Masalah krisis pangan, saat ini terjadi di seluruh dunia. Hal ini karena sistem kapitalisme, membuka dengan laju kran kepemilikan sumber daya alam untuk dikuasai swasta/para pengusaha. Sehingga money oriented-lah yang akan menjadi tujuan utama dalam mengadakan kebutuhan pangan. Penguasaan beribu - ribu hektar lahan pertanian, bahkan perkebunan, telah dimiliki segelintir orang. Fakatanya, banyaknya petani yang berstatus sebagai buruh kerja dalam mengelola lahan pertanian/perkebunan tersebut, bukan berstatus sebagai pemilik lahan. 

Kebijakan yang diambil pun, tidak mengindahkan pendapat dan pandangan para ahli semisal ahli lingkungan, ahli pertanian dan lain-lain. Sehingga ketika terjun dilapangan, yang terjadi malah kerusakan lingkungan seperti banjir.

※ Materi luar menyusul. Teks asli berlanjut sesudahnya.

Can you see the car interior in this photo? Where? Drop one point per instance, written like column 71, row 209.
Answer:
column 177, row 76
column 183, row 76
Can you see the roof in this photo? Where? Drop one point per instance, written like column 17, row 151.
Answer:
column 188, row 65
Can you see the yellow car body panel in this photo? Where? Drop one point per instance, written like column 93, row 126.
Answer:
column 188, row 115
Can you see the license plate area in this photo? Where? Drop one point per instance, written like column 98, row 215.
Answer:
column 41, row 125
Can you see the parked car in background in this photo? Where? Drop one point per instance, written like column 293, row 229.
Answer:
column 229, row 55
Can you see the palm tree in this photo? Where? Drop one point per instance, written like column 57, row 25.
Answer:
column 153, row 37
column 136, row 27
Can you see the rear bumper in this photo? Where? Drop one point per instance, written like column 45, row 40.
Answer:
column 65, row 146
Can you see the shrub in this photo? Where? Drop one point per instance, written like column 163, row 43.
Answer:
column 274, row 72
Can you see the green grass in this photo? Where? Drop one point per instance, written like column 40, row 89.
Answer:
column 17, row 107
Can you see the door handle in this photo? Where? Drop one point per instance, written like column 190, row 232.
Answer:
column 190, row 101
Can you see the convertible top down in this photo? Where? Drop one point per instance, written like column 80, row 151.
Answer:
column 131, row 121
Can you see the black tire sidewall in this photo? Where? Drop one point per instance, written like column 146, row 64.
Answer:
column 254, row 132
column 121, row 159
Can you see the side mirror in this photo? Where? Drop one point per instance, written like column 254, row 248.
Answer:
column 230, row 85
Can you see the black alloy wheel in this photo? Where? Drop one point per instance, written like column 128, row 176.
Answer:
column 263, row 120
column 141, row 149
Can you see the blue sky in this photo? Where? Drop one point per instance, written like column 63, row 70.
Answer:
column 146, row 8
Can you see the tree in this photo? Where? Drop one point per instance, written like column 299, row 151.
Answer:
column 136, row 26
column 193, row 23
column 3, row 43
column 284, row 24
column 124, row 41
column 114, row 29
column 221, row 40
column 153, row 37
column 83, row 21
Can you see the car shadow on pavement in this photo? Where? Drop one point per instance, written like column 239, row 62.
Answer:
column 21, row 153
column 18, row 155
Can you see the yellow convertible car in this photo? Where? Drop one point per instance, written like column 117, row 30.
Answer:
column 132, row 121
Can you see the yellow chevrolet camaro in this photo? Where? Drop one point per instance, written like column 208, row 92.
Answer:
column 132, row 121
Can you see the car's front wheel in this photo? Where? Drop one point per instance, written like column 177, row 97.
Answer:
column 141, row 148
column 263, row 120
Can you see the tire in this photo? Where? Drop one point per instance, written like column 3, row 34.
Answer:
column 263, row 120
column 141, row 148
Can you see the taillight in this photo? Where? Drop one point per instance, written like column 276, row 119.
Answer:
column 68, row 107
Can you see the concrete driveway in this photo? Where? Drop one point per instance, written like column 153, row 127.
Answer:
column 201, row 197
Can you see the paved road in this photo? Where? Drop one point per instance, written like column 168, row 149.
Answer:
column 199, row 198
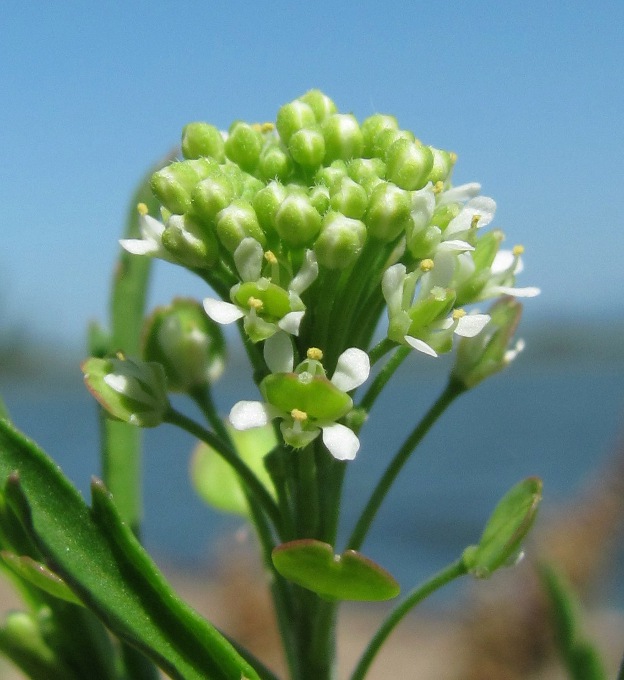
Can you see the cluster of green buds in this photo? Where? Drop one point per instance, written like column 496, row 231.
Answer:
column 308, row 228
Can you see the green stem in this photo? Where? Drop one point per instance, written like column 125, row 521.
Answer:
column 442, row 578
column 452, row 390
column 260, row 494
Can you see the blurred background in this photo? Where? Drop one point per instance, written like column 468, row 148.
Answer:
column 530, row 97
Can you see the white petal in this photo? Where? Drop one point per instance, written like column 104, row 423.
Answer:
column 248, row 259
column 222, row 312
column 247, row 414
column 306, row 275
column 529, row 291
column 278, row 353
column 472, row 324
column 420, row 345
column 290, row 322
column 352, row 369
column 340, row 441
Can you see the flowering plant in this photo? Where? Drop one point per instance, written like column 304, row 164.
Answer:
column 309, row 233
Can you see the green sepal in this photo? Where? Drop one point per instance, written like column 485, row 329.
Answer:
column 100, row 559
column 349, row 576
column 501, row 541
column 39, row 575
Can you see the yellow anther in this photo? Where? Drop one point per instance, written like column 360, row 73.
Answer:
column 458, row 313
column 315, row 354
column 255, row 303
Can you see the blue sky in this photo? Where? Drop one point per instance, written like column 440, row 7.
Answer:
column 529, row 95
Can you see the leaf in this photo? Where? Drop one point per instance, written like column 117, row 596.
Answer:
column 506, row 529
column 99, row 558
column 350, row 576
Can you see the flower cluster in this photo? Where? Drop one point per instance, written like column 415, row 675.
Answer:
column 307, row 228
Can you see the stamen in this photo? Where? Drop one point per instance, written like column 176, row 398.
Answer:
column 269, row 256
column 315, row 354
column 255, row 303
column 458, row 314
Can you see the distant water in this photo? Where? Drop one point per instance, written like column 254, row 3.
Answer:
column 561, row 421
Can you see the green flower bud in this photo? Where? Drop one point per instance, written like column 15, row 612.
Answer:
column 349, row 198
column 316, row 396
column 174, row 184
column 275, row 163
column 387, row 137
column 191, row 244
column 236, row 222
column 408, row 164
column 202, row 139
column 188, row 345
column 343, row 137
column 340, row 242
column 372, row 127
column 319, row 197
column 211, row 195
column 320, row 103
column 489, row 351
column 367, row 171
column 307, row 147
column 297, row 222
column 243, row 145
column 266, row 203
column 132, row 391
column 292, row 117
column 389, row 212
column 331, row 174
column 443, row 162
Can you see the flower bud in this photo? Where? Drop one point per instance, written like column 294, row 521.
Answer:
column 489, row 352
column 292, row 117
column 320, row 103
column 340, row 242
column 275, row 163
column 243, row 145
column 297, row 222
column 349, row 198
column 132, row 391
column 236, row 222
column 372, row 127
column 408, row 164
column 266, row 203
column 188, row 345
column 191, row 244
column 307, row 147
column 343, row 137
column 173, row 185
column 202, row 139
column 211, row 195
column 388, row 212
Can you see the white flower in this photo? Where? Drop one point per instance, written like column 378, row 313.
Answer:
column 265, row 306
column 307, row 403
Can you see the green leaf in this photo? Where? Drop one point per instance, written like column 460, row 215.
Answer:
column 350, row 576
column 38, row 575
column 99, row 558
column 215, row 480
column 506, row 529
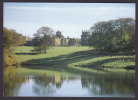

Dan kembali yang menjadi korban adalah rakyat/penduduk setempat. Begitupula kegagalan dituai karena tidak memiliki teknologi dan SDM yang mumpuni. Terlihat dari pernyataan masyarakat yang menyatakan hanya sekali dua kali, mereka mendapatkan pengarahan dari pelaksana teknis, dan kendaraan berat yang ada pun, terlihat mangkrak di lokasi.

Inilah bukti nyata program ini telah gagal, dan bukti program ini hanya sebagai ajang pencitraan.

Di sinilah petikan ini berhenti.